The feasibility of replicating the S.F. Recycling Center’s paint redistributing program remains open to debate. Many cities have hazardous waste drop-off centers, but most do not reprocess paint themselves. Instead, they pay other facilities to recycle or dispose of the paint. “I’m not aware of anyone else who’s sending the paint abroad,” says Lori Scozzafava, deputy executive director of the Solid Waste Association of North America, the industry’s leading trade association.
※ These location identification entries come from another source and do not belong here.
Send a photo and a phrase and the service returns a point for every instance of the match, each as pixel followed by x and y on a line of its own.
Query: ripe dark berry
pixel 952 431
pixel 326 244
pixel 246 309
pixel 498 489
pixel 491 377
Memphis is one city that is toying with the idea of reprocessing house paint. The city plans to open a hazardous waste facility within the next year, but has not yet decided what it will do with paint, which is already the single-most collected item at the city’s biannual hazardous waste collection days. Andy Ashford, the city’s recycling and composting administrator, is intrigued by the idea of sending paint overseas, but he is concerned with the fiscal impact. “It would be difficult for me to say definitely that we would do that. We would just have to take a look at what all would be entailed,” says Ashford.

In San Francisco, the recycling center’s commitment to social responsibility is what allows its paint program to thrive. “Recycling paint is another step in [our] quest to recycle 75 percent of all waste generated citywide by 2010, and reach zero waste to landfill by 2020,” says center spokesman Robert Reed. “Those are goals approved by the [San Francisco] Board of Supervisors, and we take our direction from the city.”
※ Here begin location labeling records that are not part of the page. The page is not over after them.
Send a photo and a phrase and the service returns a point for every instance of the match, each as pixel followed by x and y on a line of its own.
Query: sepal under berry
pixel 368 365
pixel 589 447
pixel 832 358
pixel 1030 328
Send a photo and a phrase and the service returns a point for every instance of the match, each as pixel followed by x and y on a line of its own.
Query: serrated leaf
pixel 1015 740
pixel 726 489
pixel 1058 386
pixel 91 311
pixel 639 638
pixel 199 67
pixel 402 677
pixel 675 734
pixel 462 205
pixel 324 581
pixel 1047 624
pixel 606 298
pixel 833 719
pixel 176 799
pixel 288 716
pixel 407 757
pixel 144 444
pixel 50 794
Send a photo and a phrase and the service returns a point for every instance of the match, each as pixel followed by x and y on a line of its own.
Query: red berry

In keeping with these goals, the recycling center also encourages residents to compost food scraps, yard waste, and other biodegradable materials in a curbside bin that is emptied each week, along with the trash and recycling bins. The center then supplements the mix with the food scraps of over 2,000 local restaurants, creating premium compost that is highly valued by California’s Napa and Sonoma Valley vineyards. The center also wants to establish pet waste receptacles into which dog owners can put their animals’ solid waste. The receptacles would then use the methane from the decomposing pet waste to generate electricity.
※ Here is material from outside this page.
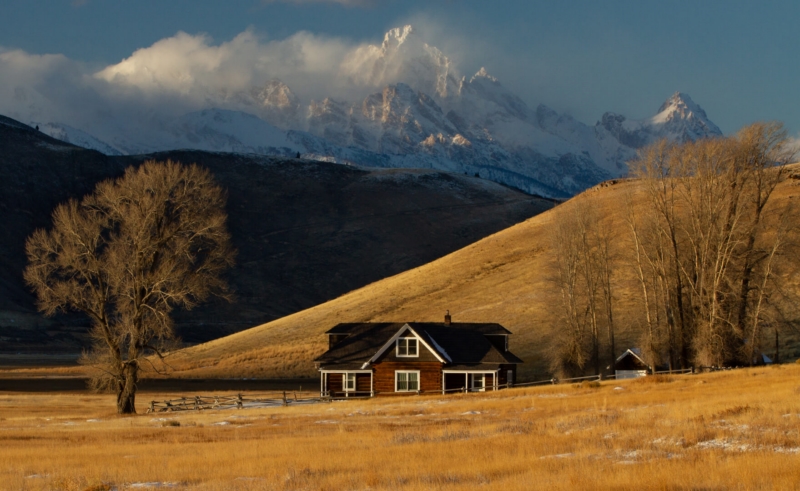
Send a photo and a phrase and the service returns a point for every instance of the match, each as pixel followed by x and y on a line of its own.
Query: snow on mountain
pixel 403 57
pixel 423 114
pixel 678 119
Whether other recycling and garbage companies decide to develop a paint recycling and distribution program ultimately depends on their adherence to the hierarchy of reduce, reuse, and recycle, says Fresina. “If you can’t not create the waste in the first place, then reduce. If you can use it as-is, reuse it. If you can make it into something else, recycle it,” he explains. “The last resort is landfill disposal because it wastes resources. So we try whenever we can – especially in hazardous waste – to be on top of that little pyramid as much as possible. It would probably be a little cheaper to just bulk it up and throw it in the landfill, but we can’t.”

While S.F. Recycling is proud to provide free paint the world over, it would rather that the paint industry adopt manufacturer responsibility principles. These principles, which are now taking hold in Europe, stipulate that stores take back consumers’ unwanted or leftover products, including paint. “Unused paint, even a half-full can, should go back to the paint store. It might be just what the next person walking through the door needs,” says Reed. “If manufacturers won’t step up and participate in efforts to develop sustainable systems, society should mandate manufacturer responsibility to ensure protection of the environment for the future of our children and grandchildren,” he says.